If you could give a birthday party for any person in history, who would it be? And what would your party be like???
I have no imagination about who to party with. I would have loved to attend an evening at Almack’s, though. And maybe attend that party at the Prince Regent’s where there was a river around the table and all the fish died.
I always do a tiny something on March 14. . . Albert Einstein’s birthday. See, the good thing about celebrating a dead person’s birthday is that you never have to share the extra goodies. 😉
Lois
“See, the good thing about celebrating a dead person’s birthday is that you never have to share the extra goodies.”
LOL! Very true. 🙂 Plus they can’t complain about their presents.

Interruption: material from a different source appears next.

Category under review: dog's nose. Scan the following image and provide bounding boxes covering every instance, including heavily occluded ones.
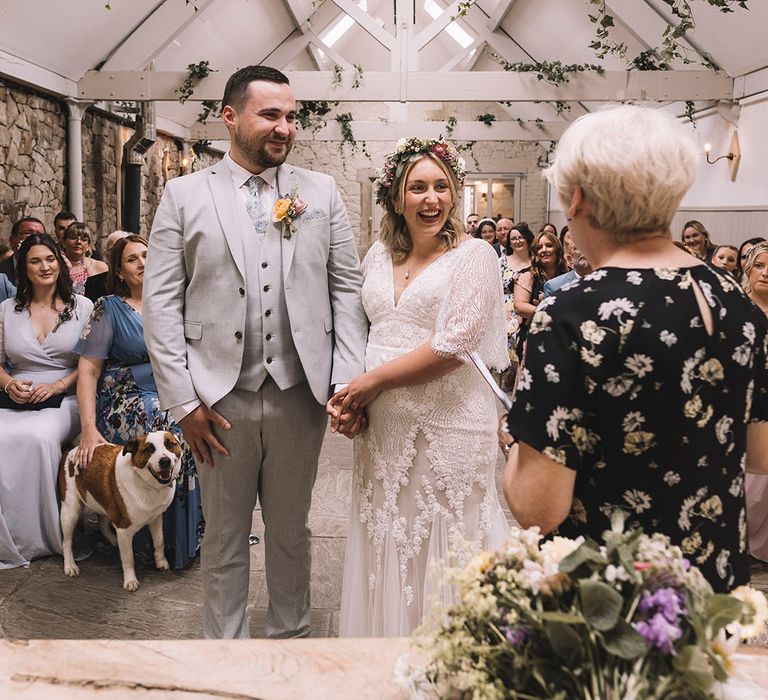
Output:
[159,456,171,469]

Diane, that party at Carlton House would certainly be something to see. Let’s invent a time machine and crash the party!! I might get sad about the fish, though.
I’d like to celebrate King Alfred’s birthday for producing the first ever books in the English language. And I would celebrate it like a debut book launch party for a publisher.
Hmmm. A party at Almack’s sounds nice. I think I would love to have a birthday party for Byron. It would have to be a huge, ornate garden party with torches lit so that it could go well into the night.
Hmm…I’m up to my ears in Wellington biographies because he features big in my WIP, so I think I’d pick him. Only instead of throwing him a party I’d rather just take him out for a nice dinner and pick his brain.
“I think I would love to have a birthday party for Byron. It would have to be a huge, ornate garden party with torches lit so that it could go well into the night.”
We could invite Caroline Lamb, too! THAT would be interesting 🙂
Like Lois, I’d like to party with Albert Einstein. Though I fear we would argue about quantum mechanics.
And then there are a few brilliant 18th century types–Benjamin Franklin, Thomas Jefferson, Samuel Johnson, Voltaire…
Todd-who-would-get-them-all-a-fondue-set
How funny, I just wrote a post on Marie Antoinette on Friday over at my other blog Scandalous Women. Great Minds think alike! Since Marie Antoinette and I share a birthday (although I’m not 252) I think I would throw a joint bash for the two of us at some trendy club in Las Vegas, or at the Petit Trianon. And we would have Duran Duran and Elton John entertain us.